Your healthcare provider will prescribe 3 different types of eye drops before you start treatment with TIVDAK. Bring the eye drops with you to each infusion and use them as directed by your healthcare provider to reduce your risk of eye problems:

  • You should use steroid eye drops before each infusion and as prescribed for 72 hours after each infusion.

  • You should use vasoconstrictor eye drops right before each infusion.

  • You should use lubricating eye drops throughout treatment and for 30 days after your last dose of TIVDAK.

Do not wear contact lenses throughout your treatment with TIVDAK unless you are told to use them by your eye specialist.

What are the possible side effects of TIVDAK?

Serious side effects of TIVDAK may include:

Peripheral neuropathy (nerve problems) are common with TIVDAK and can be serious. Tell your healthcare provider right away if you have new or worsening numbness or tingling in your hands or feet or muscle weakness.

Bleeding (hemorrhage) are common with TIVDAK and can be serious. Tell your healthcare provider right away if you get signs or symptoms of bleeding during treatment with TIVDAK including blood in your stools or black stools (looks like tar), blood in your urine, cough up or vomit blood, unusual vaginal bleeding, any unusual or heavy bleeding.
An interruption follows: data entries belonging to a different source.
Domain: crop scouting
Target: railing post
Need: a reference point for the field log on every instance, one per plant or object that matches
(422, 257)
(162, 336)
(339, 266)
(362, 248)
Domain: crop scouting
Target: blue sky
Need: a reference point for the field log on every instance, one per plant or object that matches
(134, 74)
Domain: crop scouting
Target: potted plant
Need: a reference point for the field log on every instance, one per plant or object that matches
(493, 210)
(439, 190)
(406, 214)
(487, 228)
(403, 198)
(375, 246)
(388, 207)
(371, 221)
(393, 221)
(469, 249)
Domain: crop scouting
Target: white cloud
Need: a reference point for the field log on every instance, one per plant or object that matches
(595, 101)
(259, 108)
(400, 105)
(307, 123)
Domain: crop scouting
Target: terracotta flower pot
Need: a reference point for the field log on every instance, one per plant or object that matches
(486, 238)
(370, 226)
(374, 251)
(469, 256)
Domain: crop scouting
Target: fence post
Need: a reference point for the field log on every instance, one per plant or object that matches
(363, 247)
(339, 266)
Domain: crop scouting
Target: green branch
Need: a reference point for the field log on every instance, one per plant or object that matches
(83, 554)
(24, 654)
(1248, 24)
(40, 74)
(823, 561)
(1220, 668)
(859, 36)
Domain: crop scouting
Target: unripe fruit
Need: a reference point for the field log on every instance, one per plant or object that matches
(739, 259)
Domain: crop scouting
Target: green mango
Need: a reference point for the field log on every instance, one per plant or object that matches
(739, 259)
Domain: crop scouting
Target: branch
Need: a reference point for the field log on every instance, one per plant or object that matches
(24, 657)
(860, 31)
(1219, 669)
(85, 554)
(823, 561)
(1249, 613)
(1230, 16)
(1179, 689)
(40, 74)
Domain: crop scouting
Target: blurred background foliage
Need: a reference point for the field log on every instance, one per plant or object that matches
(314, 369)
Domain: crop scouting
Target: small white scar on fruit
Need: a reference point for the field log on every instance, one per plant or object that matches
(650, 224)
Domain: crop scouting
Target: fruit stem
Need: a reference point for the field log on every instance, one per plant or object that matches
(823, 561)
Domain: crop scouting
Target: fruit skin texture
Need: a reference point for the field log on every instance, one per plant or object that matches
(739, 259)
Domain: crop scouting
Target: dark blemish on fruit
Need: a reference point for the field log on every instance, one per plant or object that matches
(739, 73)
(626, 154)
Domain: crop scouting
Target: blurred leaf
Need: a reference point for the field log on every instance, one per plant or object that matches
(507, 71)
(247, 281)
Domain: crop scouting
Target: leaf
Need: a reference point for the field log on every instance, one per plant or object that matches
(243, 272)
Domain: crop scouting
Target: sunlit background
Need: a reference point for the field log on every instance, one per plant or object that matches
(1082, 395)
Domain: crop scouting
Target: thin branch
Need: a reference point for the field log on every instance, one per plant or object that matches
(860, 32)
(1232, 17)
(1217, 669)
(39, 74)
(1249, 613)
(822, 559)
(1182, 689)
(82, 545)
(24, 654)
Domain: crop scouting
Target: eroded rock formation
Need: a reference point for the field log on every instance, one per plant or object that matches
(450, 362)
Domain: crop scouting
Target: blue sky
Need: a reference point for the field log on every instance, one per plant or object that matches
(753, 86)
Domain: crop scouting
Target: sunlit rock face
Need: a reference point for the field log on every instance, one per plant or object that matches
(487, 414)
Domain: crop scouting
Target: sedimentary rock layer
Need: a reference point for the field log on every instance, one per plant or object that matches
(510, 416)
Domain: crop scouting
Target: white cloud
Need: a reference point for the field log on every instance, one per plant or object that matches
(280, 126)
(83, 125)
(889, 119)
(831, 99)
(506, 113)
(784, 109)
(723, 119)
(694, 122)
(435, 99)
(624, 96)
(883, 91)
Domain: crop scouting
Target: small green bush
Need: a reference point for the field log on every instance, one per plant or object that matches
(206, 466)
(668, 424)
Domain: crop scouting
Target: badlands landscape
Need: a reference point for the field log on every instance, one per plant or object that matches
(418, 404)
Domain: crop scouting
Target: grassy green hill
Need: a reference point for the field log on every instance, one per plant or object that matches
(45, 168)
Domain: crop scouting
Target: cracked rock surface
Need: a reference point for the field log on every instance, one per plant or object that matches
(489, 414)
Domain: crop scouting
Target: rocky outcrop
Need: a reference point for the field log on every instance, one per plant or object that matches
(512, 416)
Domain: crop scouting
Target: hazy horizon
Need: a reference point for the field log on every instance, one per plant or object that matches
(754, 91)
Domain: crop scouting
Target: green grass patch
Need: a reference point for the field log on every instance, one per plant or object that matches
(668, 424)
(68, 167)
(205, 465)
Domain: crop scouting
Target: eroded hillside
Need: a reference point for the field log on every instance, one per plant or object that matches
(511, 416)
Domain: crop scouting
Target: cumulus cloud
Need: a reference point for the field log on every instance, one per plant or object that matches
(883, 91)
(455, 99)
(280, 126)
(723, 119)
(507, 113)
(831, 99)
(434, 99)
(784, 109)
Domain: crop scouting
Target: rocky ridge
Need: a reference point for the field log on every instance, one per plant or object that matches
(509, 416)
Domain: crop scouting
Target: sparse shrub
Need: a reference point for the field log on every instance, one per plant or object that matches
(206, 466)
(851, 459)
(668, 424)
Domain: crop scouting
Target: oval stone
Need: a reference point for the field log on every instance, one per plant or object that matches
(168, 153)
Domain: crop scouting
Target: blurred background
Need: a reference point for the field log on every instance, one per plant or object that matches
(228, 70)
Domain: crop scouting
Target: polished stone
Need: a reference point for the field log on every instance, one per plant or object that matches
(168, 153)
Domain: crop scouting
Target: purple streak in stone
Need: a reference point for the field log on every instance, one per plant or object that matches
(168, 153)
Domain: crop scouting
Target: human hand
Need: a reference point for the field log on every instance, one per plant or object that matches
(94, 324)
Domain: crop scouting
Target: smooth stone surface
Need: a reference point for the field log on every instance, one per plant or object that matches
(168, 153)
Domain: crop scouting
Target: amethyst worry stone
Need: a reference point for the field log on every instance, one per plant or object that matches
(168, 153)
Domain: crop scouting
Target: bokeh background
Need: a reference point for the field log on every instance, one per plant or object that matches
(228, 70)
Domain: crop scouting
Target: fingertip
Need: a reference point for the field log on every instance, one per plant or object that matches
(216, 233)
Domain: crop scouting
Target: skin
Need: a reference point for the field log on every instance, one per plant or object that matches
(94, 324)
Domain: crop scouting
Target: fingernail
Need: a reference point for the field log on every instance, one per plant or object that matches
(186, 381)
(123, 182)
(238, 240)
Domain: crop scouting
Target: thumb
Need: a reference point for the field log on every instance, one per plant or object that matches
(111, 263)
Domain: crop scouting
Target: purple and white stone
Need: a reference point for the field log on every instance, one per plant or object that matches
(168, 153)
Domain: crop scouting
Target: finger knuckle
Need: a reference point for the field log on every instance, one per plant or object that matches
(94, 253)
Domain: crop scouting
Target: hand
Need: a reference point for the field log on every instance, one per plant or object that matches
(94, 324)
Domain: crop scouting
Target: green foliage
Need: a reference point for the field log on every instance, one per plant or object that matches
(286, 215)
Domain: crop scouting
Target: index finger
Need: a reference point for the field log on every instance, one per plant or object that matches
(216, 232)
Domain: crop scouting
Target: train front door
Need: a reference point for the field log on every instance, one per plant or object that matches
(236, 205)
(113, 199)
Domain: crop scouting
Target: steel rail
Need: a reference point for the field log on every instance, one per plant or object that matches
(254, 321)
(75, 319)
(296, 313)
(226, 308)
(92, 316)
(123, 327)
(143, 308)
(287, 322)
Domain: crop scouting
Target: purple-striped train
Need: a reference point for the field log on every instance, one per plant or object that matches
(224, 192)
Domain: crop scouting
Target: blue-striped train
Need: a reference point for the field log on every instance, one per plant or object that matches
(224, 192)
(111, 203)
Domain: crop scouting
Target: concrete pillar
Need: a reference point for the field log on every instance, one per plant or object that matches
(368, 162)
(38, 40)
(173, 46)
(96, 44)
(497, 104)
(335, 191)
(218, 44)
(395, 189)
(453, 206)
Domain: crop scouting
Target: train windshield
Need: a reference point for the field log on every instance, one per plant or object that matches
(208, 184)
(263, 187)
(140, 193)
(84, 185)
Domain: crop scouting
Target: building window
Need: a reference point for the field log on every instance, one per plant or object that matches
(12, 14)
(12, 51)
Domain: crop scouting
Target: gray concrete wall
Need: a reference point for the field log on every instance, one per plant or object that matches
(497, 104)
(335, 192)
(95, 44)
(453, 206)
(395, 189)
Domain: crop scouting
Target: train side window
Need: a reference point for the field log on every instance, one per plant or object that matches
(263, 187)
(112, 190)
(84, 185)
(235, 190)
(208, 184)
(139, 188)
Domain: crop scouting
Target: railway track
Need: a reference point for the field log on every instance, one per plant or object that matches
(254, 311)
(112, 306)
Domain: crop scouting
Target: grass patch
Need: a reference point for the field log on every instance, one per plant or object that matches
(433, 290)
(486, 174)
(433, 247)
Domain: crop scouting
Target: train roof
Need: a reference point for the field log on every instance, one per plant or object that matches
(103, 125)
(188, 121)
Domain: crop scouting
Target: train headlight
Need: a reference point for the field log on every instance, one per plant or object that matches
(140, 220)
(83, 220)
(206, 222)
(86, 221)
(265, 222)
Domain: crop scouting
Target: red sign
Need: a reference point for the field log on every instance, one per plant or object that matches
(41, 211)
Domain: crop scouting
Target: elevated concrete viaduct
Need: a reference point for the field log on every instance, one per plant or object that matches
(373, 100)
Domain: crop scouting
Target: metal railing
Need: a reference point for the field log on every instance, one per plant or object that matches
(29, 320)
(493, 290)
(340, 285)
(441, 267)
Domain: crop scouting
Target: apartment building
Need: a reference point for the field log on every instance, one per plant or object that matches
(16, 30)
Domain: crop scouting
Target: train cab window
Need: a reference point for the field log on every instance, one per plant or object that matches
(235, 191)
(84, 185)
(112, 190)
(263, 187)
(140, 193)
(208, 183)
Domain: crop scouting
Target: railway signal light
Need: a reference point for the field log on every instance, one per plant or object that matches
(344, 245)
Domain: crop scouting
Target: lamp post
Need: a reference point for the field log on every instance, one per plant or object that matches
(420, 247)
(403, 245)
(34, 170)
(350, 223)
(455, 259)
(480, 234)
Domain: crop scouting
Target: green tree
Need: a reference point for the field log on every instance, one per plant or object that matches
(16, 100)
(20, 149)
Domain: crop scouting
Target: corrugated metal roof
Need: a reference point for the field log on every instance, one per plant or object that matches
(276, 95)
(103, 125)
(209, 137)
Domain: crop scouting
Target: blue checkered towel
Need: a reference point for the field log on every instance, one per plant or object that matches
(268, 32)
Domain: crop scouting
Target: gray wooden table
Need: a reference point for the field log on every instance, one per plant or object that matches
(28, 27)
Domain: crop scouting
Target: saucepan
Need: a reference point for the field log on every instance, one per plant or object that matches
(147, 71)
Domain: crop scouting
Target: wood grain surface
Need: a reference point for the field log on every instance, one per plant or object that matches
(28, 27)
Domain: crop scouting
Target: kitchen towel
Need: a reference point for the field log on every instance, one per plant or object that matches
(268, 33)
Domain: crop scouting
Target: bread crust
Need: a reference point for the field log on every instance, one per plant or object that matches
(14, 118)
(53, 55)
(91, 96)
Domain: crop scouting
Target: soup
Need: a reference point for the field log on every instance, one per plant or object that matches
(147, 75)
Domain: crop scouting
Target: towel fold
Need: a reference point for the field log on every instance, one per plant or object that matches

Lung problems. TIVDAK may cause severe or life-threatening inflammation of the lungs that can lead to death. Tell your healthcare provider right away if you get new or worsening symptoms, including trouble breathing, shortness of breath, or cough.

The most common side effects of TIVDAK include:

  • Decreased red blood cell and white blood cell counts

  • Tiredness

  • Nausea

  • Numbness or tingling in your hands or feet, or muscle weakness (peripheral neuropathy)

  • Hair loss (alopecia)

  • Nosebleed (epistaxis)

  • Eye problems (conjunctival disorders)

  • Bleeding (hemorrhage)

  • Changes in kidney function blood tests

  • Dry eye

  • Abnormal blood clotting test results

  • Diarrhea

  • Rash

Your healthcare provider may decrease your dose of TIVDAK, temporarily stop, or completely stop treatment if you have side effects.

What should I tell my healthcare provider before receiving TIVDAK?

Tell your healthcare provider about all your medical conditions, including if you:

  • have a history of vision or eye problems

  • have numbness or tingling in your hands or feet

  • have bleeding problems

  • have liver problems

  • are pregnant or plan to become pregnant, TIVDAK can harm your unborn baby.

  • are breastfeeding (nursing) or plan to breastfeed. It is not known if TIVDAK passes into your breast milk. Do not breastfeed during treatment and for at least 3 weeks after the last dose of TIVDAK

    Females who are able to become pregnant:

    • Your healthcare provider should do a pregnancy test before you start treatment with TIVDAK.

    • You should use an effective method of birth control during your treatment and for at least 2 months after the last dose of TIVDAK.

    Males with female partners who are able to become pregnant:

    • You should use effective birth control during treatment and for 4 months after the last dose of TIVDAK

Tell your healthcare provider about all the medicines you take, including prescription and over-the-counter medicines, vitamins, and herbal supplements. Taking TIVDAK with certain other medicines may cause side effects.

These are not all the possible side effects of TIVDAK. Discuss side effects with your healthcare provider. You are encouraged to report side effects of prescription drugs to the FDA. Visit www.fda.gov/Safety/MedWatch or call 1-800-FDA-1088.

Please see Important Facts about TIVDAK including IMPORTANT WARNING.

What is TIVDAK®?

TIVDAK is a prescription medicine used to treat adults with cervical cancer:

  • that has returned or has spread to other parts of the body, and

  • who have received chemotherapy that did not work or is no longer working

TIVDAK was FDA-approved based on a clinical study that measured how many patients had a tumor response and how long that response lasted. Continued approval is dependent on the results of an ongoing study to confirm the benefit of TIVDAK.